I wrote a small test program for solving a non-linear equation using the RK4-solver implemented in deal.II, and assembling the right hand side using the matrix-free framework (code is attached). Afterwards I wanted to check the scaling behavior, after it should serve as a base for a larger program. Therefore I run several tests both on the development machine (i7-6700) with 8 threads and the high-performance machine (
E5-2560 v4) with 24 threads. Both machines were configured for using AVX-extensions in deal.II, and the program itself was compiled in release mode.

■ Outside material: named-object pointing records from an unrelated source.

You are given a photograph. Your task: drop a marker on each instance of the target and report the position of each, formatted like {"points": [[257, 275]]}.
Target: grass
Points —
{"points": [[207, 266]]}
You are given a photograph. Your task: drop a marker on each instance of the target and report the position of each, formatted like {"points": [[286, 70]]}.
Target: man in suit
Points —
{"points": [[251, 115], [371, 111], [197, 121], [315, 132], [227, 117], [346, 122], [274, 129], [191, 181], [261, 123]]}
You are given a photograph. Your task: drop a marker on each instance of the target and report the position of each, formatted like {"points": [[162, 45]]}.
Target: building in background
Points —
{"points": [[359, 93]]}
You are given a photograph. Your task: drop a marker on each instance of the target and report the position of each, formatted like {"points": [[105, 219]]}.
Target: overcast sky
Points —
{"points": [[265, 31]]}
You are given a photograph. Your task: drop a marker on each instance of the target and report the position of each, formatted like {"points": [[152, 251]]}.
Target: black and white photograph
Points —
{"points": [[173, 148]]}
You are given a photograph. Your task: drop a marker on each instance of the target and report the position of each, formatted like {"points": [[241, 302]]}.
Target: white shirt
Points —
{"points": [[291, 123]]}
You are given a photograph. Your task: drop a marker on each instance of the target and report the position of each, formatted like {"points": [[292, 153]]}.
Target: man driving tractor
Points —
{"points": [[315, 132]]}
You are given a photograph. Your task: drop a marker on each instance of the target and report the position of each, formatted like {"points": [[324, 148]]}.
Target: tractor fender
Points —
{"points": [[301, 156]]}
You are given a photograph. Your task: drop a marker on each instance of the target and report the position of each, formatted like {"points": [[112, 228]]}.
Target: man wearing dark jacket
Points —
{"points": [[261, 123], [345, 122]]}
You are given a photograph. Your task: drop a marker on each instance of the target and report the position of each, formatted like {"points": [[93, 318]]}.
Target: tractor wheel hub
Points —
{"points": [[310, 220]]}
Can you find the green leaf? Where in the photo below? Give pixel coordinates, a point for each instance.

When running the program in both configurations, I compared the time it took for taking the first step in time:
Local machine:
MPI-Threads TBB-Threads Time (s)
1 8 170
2 4 40
4 2 20
HPC:
MPI-Threads TBB-Threads Time (s)
1 24 840
2 12 887
4 6 424
8 3 41
12 2 28
24 1 14
I do not fully understand that behavior: Why is the code so much slower on the E5 compared to the i7, except for 24 threads? Due to a different clock frequency, or newer structure (Broadwell vs Skylake)? Why is the transition from 1 MPI thread to 2 MPI threads on the i7 four times faster, but going from 2 MPI threads to 4 MPI threads only twice (which is expected)?
Similarly for the E5: Going from 1 thread to 2 threads does not speed up the code at all. Going from two to four threads halves the execution time (as expected), but going from four to eight results in a factor of ten. The steps afterwards follow the expected pattern again.
Are there any explanations for the observed behavior? And if not, what can I do for a deeper investigation?
Thanks!